Although the author does believe that it was the basic structure doctrine which saved the Indian constitution from losing its identity, but the way it has come to be used by the judiciary in striking down amendments when there is scope for reading in to make the impugned amendment complaint to the basic structure raises doubts as to whether the basic structure doctrine has been mis-utilized by the judiciary to further its own exclusivity and authority. Further, when the judiciary imposes limitations on the power of parliament, it elevates itself to a superior position, effectively defining the ambit of authority exercised by other organs which Jeremy Waldron compares to the Hobbes’ sovereign[1] who is not bound by any law but only prescribes the limits for other organs.

Is the basic structure truly un-amendable?

With the advent of the principle of a limited governmental power imposed through constitutional mechanisms, scholars have constantly tried to define the amending power of the legislature. If it is interpreted as ordinary law making power, then the legislative body would have the absolute power to amend the constitution, whereas, if it’s exercised under constituent powers that would imply that only a constituent assembly once re-convened could make alterations to the constitution. Today it has been agreed upon by scholars that amending power is neither ordinary law making power nor constituent power but lies somewhere in the middle, something called as secondary or inferior constituent powers, hence the limited power to amend.

The argument that Bruce Ackerman advances is that certain overarching principles forming the edifice of the constitution were envisioned by a “mobilized citizenry” or “public citizens” at the moment of constitutional founding to be given permanence hence not susceptible to corruption by mere electoral victors who aim governance  and not constitutional establishment. The question that arises here is, can a citizenry be mobilized to such an extent so as to call for a popular vote to amend the constitution thereby not subscribing to the limited amending power? In other words, do the mechanism of referendums provide the legitimate “higher law making track” to make radical changes to the constitution, as seen in the Turkish Constitutional vote of 2017?

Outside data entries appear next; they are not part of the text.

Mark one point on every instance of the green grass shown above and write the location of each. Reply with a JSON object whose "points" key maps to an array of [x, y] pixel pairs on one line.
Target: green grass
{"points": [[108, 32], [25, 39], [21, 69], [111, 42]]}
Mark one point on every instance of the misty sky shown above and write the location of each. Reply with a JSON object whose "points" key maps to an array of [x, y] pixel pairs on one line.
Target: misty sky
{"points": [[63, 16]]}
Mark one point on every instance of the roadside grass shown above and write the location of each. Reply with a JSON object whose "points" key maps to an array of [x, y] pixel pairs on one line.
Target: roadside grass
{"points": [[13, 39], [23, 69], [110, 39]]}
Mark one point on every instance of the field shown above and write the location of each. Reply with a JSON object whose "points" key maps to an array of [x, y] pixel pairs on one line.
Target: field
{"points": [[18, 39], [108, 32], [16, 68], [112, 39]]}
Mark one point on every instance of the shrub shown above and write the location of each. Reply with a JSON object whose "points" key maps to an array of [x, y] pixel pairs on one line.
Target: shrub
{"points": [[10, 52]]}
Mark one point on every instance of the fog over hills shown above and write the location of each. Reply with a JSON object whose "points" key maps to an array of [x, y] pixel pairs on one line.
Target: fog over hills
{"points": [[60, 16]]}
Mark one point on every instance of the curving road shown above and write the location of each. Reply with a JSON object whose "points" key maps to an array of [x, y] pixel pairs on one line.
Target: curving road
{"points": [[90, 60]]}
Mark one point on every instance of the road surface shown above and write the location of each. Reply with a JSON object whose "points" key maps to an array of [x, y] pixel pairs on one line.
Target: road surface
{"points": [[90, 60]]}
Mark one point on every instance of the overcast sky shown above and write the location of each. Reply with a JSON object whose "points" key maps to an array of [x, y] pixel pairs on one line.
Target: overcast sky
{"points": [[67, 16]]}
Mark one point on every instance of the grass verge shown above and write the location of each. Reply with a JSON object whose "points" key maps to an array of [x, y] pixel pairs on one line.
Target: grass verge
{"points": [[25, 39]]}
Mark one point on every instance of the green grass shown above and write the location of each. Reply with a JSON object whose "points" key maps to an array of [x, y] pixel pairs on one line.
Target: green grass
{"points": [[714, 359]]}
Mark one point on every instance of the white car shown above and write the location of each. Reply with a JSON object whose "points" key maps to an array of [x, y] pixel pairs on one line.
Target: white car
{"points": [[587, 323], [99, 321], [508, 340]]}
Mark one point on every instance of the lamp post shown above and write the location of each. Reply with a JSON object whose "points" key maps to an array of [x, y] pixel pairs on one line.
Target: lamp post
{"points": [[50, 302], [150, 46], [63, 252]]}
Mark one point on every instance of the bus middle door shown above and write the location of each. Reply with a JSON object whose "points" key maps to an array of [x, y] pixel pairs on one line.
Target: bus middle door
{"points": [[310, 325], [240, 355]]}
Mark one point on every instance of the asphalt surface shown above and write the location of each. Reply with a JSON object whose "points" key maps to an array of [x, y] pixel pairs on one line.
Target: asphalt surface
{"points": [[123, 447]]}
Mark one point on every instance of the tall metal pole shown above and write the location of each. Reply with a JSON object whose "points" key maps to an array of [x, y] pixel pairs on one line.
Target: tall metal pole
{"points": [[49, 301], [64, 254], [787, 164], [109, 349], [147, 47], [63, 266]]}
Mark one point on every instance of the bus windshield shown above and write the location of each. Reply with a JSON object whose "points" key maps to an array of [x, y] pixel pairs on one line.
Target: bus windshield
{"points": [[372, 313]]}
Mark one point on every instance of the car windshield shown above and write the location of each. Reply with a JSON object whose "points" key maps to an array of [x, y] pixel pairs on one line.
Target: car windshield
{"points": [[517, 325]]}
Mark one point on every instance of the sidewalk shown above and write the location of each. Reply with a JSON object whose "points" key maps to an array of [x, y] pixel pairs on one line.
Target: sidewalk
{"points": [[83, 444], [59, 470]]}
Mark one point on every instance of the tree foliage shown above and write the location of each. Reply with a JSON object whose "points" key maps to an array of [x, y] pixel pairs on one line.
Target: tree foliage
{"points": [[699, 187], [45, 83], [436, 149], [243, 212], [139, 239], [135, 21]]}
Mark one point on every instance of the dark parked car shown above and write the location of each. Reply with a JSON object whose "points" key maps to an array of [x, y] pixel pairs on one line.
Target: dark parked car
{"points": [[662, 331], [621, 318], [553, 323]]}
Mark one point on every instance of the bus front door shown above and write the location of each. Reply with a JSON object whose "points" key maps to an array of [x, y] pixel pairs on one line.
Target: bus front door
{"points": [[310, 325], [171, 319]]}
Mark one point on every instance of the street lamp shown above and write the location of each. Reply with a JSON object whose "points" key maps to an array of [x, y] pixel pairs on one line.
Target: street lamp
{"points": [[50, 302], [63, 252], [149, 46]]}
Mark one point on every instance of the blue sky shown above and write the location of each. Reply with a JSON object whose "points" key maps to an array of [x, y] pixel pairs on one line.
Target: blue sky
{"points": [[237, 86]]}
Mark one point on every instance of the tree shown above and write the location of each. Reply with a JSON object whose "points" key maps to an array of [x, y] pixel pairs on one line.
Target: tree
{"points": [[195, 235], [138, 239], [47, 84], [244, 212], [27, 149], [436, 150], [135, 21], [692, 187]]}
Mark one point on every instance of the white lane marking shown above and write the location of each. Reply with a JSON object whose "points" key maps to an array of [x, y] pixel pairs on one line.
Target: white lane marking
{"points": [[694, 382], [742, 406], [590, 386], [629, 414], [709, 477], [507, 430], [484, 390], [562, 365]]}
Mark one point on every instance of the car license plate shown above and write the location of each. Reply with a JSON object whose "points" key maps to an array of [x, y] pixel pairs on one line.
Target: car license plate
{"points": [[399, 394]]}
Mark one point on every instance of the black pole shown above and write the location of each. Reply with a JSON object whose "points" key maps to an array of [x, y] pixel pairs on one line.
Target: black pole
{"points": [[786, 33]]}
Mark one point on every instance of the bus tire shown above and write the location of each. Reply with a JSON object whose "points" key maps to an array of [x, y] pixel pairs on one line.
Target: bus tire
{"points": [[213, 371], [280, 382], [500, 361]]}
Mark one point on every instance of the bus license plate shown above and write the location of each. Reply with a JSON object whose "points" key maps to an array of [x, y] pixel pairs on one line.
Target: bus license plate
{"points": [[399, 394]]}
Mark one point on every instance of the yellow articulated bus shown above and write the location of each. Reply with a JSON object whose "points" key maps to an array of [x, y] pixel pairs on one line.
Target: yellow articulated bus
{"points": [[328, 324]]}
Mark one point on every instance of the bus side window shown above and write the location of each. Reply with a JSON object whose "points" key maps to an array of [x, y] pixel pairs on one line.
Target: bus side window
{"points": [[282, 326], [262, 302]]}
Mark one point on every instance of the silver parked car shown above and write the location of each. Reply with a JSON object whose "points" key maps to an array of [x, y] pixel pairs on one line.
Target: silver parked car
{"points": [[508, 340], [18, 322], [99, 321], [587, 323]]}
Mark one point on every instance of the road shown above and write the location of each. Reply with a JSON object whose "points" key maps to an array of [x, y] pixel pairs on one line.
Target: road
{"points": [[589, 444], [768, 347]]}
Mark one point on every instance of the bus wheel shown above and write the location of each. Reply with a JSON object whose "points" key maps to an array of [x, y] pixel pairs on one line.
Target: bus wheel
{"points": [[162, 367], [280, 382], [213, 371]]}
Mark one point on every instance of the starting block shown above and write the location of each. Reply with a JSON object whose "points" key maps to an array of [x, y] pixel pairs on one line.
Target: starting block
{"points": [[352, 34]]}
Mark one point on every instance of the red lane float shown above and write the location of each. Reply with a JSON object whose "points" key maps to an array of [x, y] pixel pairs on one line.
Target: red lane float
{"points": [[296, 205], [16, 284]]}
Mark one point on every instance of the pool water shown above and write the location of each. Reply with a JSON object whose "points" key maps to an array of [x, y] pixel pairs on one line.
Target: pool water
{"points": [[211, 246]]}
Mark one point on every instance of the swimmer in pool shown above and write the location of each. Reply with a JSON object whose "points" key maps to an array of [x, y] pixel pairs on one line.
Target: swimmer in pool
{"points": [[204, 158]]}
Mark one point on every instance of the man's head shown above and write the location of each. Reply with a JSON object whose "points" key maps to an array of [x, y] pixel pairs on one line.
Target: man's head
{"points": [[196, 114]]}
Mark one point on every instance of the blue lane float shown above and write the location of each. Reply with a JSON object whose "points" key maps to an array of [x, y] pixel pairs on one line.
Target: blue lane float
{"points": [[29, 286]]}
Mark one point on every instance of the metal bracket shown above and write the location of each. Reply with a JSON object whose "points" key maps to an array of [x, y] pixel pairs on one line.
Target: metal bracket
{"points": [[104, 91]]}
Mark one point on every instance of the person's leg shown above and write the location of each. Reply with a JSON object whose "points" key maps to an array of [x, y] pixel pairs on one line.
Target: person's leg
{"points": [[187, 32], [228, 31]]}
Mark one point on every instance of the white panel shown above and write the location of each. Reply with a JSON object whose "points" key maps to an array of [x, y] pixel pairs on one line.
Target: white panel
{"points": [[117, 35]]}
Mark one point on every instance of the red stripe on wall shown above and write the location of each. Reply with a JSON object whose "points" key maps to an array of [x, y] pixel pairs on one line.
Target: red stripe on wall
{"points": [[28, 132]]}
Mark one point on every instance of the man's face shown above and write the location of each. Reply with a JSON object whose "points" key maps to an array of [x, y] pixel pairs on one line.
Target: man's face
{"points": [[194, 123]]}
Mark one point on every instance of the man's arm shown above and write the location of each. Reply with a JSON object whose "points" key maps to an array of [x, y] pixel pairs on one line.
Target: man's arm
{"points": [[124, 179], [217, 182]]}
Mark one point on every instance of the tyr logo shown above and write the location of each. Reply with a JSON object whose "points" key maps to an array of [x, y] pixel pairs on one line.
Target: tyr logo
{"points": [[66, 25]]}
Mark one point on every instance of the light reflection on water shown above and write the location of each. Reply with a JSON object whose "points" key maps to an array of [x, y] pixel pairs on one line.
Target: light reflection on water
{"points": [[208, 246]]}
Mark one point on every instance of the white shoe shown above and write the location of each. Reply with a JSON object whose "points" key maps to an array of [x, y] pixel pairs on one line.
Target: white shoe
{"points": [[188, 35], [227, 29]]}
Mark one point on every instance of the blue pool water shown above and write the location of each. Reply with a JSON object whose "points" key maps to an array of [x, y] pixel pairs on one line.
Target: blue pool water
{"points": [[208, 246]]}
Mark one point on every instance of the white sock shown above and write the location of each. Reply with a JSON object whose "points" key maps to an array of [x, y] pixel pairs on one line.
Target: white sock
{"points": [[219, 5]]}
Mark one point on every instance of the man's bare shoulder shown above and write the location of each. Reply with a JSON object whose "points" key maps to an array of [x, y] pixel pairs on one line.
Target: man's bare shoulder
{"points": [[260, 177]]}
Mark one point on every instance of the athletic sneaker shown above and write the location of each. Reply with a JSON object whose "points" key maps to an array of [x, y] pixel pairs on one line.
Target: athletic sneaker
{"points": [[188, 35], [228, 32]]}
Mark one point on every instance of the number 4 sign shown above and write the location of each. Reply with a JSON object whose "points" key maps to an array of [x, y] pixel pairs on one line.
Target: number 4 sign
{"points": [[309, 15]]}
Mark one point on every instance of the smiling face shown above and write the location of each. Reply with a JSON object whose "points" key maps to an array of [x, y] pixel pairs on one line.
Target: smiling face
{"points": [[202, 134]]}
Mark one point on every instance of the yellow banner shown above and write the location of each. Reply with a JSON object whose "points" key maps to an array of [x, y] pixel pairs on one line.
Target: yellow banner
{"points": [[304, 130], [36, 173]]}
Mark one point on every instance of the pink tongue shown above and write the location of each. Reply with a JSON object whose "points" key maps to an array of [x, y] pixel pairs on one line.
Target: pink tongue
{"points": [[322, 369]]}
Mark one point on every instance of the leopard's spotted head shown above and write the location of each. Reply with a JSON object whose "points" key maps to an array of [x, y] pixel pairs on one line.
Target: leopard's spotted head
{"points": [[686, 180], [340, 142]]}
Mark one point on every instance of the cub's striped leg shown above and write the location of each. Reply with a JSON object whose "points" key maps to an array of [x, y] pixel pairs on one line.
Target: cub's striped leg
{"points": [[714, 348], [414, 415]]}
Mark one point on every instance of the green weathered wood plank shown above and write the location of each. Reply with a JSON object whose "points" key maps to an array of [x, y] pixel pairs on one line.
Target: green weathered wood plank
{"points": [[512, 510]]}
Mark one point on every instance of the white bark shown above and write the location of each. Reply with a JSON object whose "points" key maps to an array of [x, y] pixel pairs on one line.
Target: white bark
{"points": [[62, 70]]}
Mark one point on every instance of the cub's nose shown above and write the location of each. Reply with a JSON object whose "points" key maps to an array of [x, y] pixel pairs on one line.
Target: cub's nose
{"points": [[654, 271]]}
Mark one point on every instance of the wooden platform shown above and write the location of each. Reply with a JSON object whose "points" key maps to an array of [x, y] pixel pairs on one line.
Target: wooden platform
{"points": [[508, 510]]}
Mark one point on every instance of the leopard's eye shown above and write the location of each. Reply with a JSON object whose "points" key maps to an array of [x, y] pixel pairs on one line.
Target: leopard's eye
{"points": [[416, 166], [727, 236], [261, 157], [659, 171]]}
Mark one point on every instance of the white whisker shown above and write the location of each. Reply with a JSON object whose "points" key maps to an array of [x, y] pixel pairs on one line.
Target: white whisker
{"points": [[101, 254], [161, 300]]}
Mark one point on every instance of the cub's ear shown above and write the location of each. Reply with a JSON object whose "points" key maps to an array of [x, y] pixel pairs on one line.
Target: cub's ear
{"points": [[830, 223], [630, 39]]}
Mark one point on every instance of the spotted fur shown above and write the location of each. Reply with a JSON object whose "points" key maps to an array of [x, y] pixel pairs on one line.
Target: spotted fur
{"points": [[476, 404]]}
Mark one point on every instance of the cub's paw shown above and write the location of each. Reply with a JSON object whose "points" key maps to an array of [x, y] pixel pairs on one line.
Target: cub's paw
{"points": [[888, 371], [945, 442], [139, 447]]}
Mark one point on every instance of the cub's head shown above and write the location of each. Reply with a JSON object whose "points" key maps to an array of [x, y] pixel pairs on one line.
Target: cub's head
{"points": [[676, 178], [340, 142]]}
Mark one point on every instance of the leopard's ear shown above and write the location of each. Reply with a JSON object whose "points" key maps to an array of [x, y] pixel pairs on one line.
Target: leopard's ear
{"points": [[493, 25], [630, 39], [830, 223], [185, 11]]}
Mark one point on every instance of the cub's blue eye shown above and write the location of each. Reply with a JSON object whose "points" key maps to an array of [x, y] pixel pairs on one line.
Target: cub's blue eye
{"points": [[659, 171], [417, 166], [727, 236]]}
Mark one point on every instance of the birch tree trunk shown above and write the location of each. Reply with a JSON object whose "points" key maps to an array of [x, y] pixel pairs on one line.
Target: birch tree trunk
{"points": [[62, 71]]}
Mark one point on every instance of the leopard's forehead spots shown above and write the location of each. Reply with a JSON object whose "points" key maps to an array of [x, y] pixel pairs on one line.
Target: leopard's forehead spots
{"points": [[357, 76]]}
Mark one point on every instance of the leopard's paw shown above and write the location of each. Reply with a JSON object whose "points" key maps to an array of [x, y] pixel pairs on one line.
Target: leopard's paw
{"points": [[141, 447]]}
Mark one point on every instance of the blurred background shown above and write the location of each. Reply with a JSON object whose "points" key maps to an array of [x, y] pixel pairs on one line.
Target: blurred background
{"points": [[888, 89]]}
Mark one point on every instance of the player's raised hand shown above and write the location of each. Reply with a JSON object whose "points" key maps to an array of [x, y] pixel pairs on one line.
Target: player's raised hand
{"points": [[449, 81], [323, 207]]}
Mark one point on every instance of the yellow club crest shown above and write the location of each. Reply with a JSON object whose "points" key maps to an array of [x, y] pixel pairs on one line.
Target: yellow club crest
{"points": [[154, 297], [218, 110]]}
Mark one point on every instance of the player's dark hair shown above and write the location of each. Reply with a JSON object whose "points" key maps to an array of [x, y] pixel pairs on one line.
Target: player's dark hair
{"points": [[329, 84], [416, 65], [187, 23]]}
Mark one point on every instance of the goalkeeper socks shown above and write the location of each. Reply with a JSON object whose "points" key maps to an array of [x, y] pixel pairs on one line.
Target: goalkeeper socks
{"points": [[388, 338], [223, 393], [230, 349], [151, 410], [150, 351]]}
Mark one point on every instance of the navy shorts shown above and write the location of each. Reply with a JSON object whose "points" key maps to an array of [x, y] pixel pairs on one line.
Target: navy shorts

Theoretically, since the constituent power inheres in the people, it must follow that a radical amendment, even to the extent of altering the basic principles, can be made by way of a popular vote. It has been observed by the Irish courts that, “No organ of the State, including this Court, is competent to review or nullify a decision of the people … The will of the people as expressed in a referendum providing for the amendment of the Constitution is sacrosanct and if freely given, cannot be interfered with. The decision is theirs and theirs alone.”[2] Practically, that might not be a possibility in view of the vast powers exercised by the Supreme Court of India. Further, till now there has been no direct exercise of power by the Indian people. Even the Constituent Assembly was indirectly elected. What is noteworthy here is that referendum provides a way to express the sovereign will of the people which in itself holds a foundational value, thereby coming in direct conflict with the power of judicial review, if exercised to invalidate an amendment by way of a popular vote.

With the rise in the number of states imposing limitations on the amending power, explicit or implicit, Upendra Baxi’s words become truly prophetic, his remark that the basic structure doctrine would go on to become the future constitution.



[1] Jeremy Waldron, Judicial Review and Judicial Supremacy (October 2, 2014). NYU School of Law, Public Law Research Paper No. 14-57. Available at SSRN:

[2] Hanafi v. Minister of the Environment, [1996] 2 ILRM 61, 183, cited in Yaniv Roznai, Unconstitutional Constitutional Amendmenst: The Limits of Amendment Powers 80 (Oxford University Press, 2017).


Zaid Deva is a student of law at Gujarat National Law University.